Probation Supervision

Need for Evidence-Based Probation Supervision
The California Department of Corrections and Rehabilitation (CDCR) reports the state's prison population was 171,085 in December 2008, only slightly lower than the all-time high reached in October 2006 with 173,479 inmates. Facilities are bursting at the seams with prisoners being double- and triple- bunked in prison gyms and day rooms. This has become a huge financial burden to California as the state spends more on corrections than on higher education.

Approximately 40 percent of California's new admissions to state prison are felony offenders who have failed on probation supervision. Probation is a judicially imposed suspension of sentence that attempts to supervise, treat, and rehabilitate offenders while they remain in the community under the supervision of the county probation department. It is a linchpin of the criminal justice system.

How it started/Budget Act of 2009
This initiative was included in the Budget Act of 2009 and provides a $45 million appropriation of federal Edward Byrne Justice Assistance Grant (JAG) funds to be distributed over three years to all 58 California county probation departments for the purpose of providing evidence-based supervision, programs, or services to adult felon probationers.

The objective of the initiative is to provide immediate funding to county probation departments to jumpstart development of evidence-based probation supervision practices (EBP) in order to improve felony probation performance and reduce the likelihood that these probationers will commit new crimes or other violations and be sent to prison.

County probation departments can determine what specific evidence-based practices-including, but not limited to, risk/needs assessment, use of graduated sanctions, and provision of cognitive behavioral therapy-fit their county needs.
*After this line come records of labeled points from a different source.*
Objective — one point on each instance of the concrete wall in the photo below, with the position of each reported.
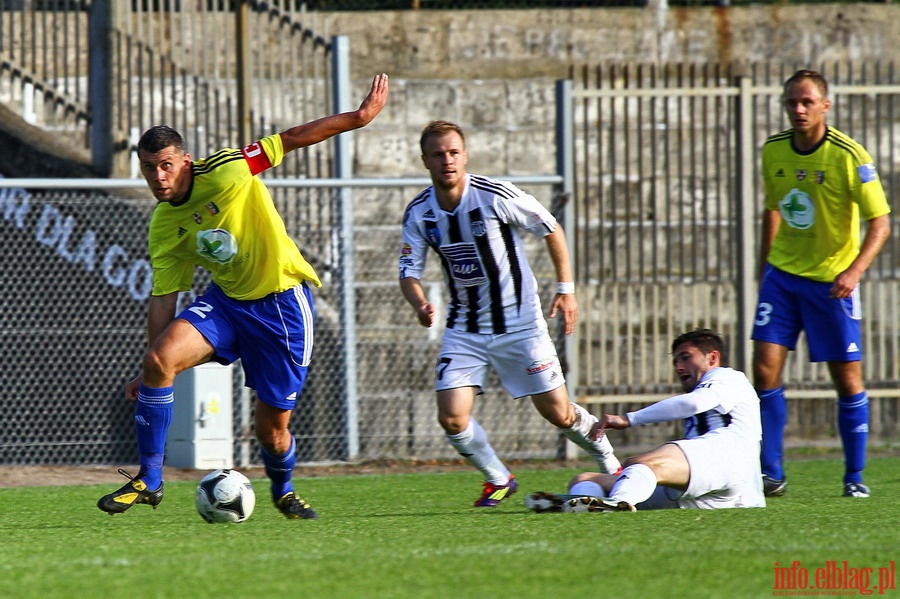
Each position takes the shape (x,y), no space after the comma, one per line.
(434,44)
(493,72)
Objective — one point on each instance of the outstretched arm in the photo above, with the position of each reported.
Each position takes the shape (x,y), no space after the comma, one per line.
(321,129)
(876,235)
(563,303)
(415,295)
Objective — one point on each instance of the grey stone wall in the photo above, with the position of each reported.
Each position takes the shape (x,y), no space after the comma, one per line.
(493,72)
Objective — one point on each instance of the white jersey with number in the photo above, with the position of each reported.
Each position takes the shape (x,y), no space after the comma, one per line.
(722,432)
(491,284)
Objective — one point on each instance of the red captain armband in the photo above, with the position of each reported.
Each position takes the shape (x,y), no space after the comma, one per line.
(256,158)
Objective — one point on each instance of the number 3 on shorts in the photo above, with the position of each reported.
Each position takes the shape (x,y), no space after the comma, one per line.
(763,314)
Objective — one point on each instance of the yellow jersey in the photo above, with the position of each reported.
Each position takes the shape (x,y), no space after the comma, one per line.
(227,223)
(821,196)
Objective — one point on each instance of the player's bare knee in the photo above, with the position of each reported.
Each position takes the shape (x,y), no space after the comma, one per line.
(452,425)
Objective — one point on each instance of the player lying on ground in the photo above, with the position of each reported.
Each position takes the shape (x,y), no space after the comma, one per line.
(716,465)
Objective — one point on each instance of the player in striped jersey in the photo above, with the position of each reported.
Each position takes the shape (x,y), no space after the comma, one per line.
(218,214)
(715,466)
(494,317)
(819,184)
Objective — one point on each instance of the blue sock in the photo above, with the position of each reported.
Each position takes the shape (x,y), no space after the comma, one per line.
(152,417)
(279,469)
(773,412)
(853,424)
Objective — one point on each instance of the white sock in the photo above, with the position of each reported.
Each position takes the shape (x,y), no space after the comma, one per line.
(600,450)
(634,485)
(586,488)
(473,445)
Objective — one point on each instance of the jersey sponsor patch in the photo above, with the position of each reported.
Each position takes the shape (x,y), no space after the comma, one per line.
(797,209)
(217,245)
(256,158)
(867,172)
(464,264)
(406,256)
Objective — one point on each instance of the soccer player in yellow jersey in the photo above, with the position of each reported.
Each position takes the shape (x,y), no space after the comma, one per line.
(819,185)
(218,214)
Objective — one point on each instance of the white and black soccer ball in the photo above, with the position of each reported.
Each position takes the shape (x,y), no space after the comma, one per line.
(225,496)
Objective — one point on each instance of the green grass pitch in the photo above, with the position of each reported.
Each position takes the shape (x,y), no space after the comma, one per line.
(416,536)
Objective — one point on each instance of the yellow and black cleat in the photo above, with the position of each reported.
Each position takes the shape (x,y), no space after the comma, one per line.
(134,492)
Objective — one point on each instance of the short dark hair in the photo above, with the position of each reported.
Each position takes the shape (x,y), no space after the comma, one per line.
(705,340)
(159,138)
(439,128)
(816,77)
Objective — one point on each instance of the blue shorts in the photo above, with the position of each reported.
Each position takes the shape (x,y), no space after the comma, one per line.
(788,304)
(272,336)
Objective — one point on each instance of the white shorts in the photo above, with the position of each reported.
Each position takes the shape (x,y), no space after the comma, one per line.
(725,472)
(526,361)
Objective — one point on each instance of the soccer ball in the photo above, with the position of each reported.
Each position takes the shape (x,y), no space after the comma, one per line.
(225,496)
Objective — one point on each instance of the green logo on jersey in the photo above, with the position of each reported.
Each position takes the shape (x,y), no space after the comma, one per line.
(797,209)
(217,245)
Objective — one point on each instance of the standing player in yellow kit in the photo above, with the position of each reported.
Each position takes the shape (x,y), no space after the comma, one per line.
(819,184)
(217,213)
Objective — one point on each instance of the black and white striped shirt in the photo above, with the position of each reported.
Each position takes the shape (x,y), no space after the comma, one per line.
(491,284)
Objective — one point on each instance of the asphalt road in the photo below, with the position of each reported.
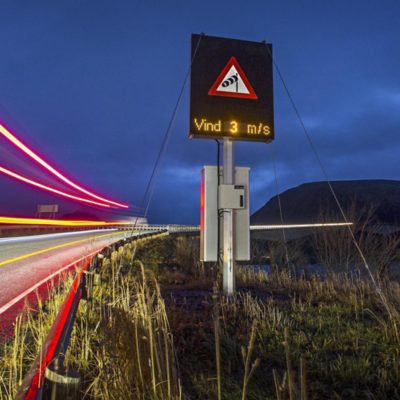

County allocations of the JAG stimulus funding are calculated based on each county's population of adults 18 to 25 years of age, the population most likely to be affected by the program.

Senate Bill 678
SB 678 will establish a system of performance-based funding that will share state General Fund savings with county probation departments when they demonstrate success in reducing the number of adult felony probationers going to state prison because of committing new crimes or violating the terms of probation. This initiative is designed to help lower California's prison admissions by reducing criminal behavior, and thus relieve prison overcrowding and save public funds. Prior to Senate Bill 678, the State had not previously funded services for adult probationers.

How it works
The Act creates a state fund- State Corrections Performance Incentives Fund (SCPIF)-which authorizes the state to annually allocate money into a Community Corrections Performance Incentives Fund (CCPIF) established in each county. Each county using CCPIF funds is required establish a local community corrections program developed and directed by the county's chief probation officer. These local programs are required to identify and track outcome-based measures and report their plans and progress to the Administrative Office of the Courts.

Based on a jurisdiction's success - measured in the reduction of felony probationers who are sent to prison - the state will share a portion of savings of costs to incarcerate and supervise those individuals on probation. At the end of every calendar year, beginning December 2010, the California Department of Finance (DOF) will determine the statewide and county specific probation failure rates. Using a baseline average probation failure rate of the years 2006-2008, DOF will then calculate a rate for counties to receive a portion of the state savings. County probation failure rates will be recalculated annually. Counties will receive funding quarterly in the following fiscal year. These funds are used for the specified purposes relating to improving local probation supervision practices.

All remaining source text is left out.